File Formats¶
Here are the File Formats Handled by VCFProcessor
VCF v4.2¶
VCF is a text file format (most likely stored in a compressed manner). It contains meta-information lines, a header line, and then data lines each containing information about a position in the genome. The format also has the ability to contain genotype information on samples for each position.
In the VCF file’s body there is one line per genomic position containing a variant, and the column for those lines are :
CHROM | POS | ID | REF | ALT | QUAL | FILTER | INFO | FORMAT | Sample1 | Sample2 | ... | SampleN |
---|---|---|---|---|---|---|---|---|---|---|---|---|
See the full specifications : https://samtools.github.io/hts-specs/VCFv4.2.pdf
PED¶
The PED file formats used in VCFProcessor is an adaptation of the PED/FAM format used in PLINK.

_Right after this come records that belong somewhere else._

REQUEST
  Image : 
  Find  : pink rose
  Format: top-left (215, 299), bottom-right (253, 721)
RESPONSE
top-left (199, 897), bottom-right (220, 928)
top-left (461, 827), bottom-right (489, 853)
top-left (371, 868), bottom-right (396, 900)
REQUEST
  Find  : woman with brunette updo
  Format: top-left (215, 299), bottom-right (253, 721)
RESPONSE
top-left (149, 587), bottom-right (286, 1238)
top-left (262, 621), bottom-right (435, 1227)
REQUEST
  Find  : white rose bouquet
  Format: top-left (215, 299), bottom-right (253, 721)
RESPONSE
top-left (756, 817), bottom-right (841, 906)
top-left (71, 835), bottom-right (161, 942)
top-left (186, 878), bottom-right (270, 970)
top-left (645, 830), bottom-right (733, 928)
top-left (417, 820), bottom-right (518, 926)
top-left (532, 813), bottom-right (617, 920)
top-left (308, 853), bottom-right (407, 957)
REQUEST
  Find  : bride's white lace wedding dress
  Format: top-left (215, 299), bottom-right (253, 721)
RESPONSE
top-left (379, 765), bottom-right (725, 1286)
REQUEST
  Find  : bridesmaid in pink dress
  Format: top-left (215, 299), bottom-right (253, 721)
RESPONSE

It is used to specify information about the samples present in the VCF files, and to describe relation between them. This tabulated text file has 7 columns :
FamID | ID | MID | FID | Sex | Pheno | Group |
---|---|---|---|---|---|---|
FamID : the family ID (all samples in the same family share the same FamID)
ID : the sample’s unique ID
MID : the ID of the sample’s mother
FID : the ID of the sample’s father
Sex : the sample’s sex (1 male / 2 female)
Pheno : the sample’s phenotype (1 unaffected / 2 affected)
Group : the group to which the sample belongs (batch id, population, symptoms, …)
BED¶
The BED format consists of one line per feature, each containing 3-12 columns of data, plus optional track definition lines.
The first three fields in each feature line are required:
chrom - name of the chromosome or scaffold. Any valid seq_region_name can be used, and chromosome names can be given with or without the ‘chr’ prefix.
chromStart - Start position of the feature in standard chromosomal coordinates (i.e. first base is 0).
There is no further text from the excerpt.